NYU Langone Medical Center announces the opening of the new Helen L. and Martin S. Kimmel Hyperbaric and Advanced Wound Healing Center at 240 East 38th Street. One of only two Hyperbaric Centers in Manhattan providing treatment to patients with chronic non-healing wounds, patients now have access to surgical and non-surgical expertise within one location.

The state-of-the-art facility offers Hyperbaric Oxygen Therapy (HBOT), used to treat chronic and non-healing wounds such as diabetic foot ulcers, bone infection, soft tissue radiation injuries and carbon monoxide poisoning burns. For patients with inadequate circulation, poorly functioning veins and those who are immobile due to severe wounds or medical conditions, wound healing can be a critically important part of treatment.

The new Hyperbaric and Advanced Wound Healing Center is led by Ernest S. Chiu, MD, FACS, director of the Center and associate professor, Department of Plastic Surgery. Frank L. Ross, MD, FACS, associate director of the Center and assistant professor, Department of Surgery, is board certified in both General Surgery as well as Underseas & Hyperbaric Medicine. Both are full-time faculty members at NYU Langone Medical Center and have over 20 years of experience in the treatment of difficult wounds. 

“Our multidisciplinary team of experts assess each patient individually and by using cutting-edge surgical and non-surgical techniques, helps to ensure patients do not needlessly suffer from non-healing wounds,” said Dr. Chiu.

“The consequences of not treating unhealed wounds can be serious and potentially devastating, even resulting in the loss of limbs. With the use of specialized techniques including our new hyperbaric oxygen therapy chambers, we help support our patients return to a normal, healthy lifestyle,” Dr. Ross said. “We’ve already seen tremendous results and a significant change in the quality of life for our patients. With the opening of this new center, we believe we can continue to make this a reality.”

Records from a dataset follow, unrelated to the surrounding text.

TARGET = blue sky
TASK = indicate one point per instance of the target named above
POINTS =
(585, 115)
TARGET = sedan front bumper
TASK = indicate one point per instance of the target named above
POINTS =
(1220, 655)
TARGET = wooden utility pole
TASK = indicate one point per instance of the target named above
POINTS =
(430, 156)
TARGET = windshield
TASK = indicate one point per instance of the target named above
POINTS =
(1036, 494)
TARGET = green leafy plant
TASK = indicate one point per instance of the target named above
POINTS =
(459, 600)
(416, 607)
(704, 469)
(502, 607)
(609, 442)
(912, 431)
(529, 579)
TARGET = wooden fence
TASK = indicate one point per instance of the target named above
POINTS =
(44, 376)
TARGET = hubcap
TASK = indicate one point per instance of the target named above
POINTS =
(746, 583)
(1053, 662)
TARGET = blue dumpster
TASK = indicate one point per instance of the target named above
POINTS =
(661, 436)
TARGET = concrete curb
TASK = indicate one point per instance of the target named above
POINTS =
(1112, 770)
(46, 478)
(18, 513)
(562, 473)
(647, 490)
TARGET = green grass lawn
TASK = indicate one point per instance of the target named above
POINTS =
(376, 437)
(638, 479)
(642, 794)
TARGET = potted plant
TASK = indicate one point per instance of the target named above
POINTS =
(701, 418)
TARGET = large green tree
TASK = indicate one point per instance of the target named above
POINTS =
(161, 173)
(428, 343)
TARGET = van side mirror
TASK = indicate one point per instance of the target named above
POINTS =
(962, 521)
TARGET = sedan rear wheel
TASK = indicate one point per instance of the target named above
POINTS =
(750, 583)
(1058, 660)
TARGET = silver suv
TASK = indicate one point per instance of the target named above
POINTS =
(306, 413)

Tissue in the body needs an adequate supply of oxygen to function, and when injured, requires greater levels of oxygen to survive. The facility provides individual monoplace units where patients lay in a pressurized chamber with 100 percent pure oxygen, which helps to deliver high concentrations of oxygen to the bloodstream. The increased oxygen carried throughout the body promotes healing and helps fight infection, thereby accelerating the wound regenerative process.

Impaired wound repair occurs most frequently in the elderly and in diabetic patients. The Center focuses on advanced techniques to ensure that diabetic patients with open wounds are given treatments to prevent limb amputation, one of the most devastating complications of diabetes.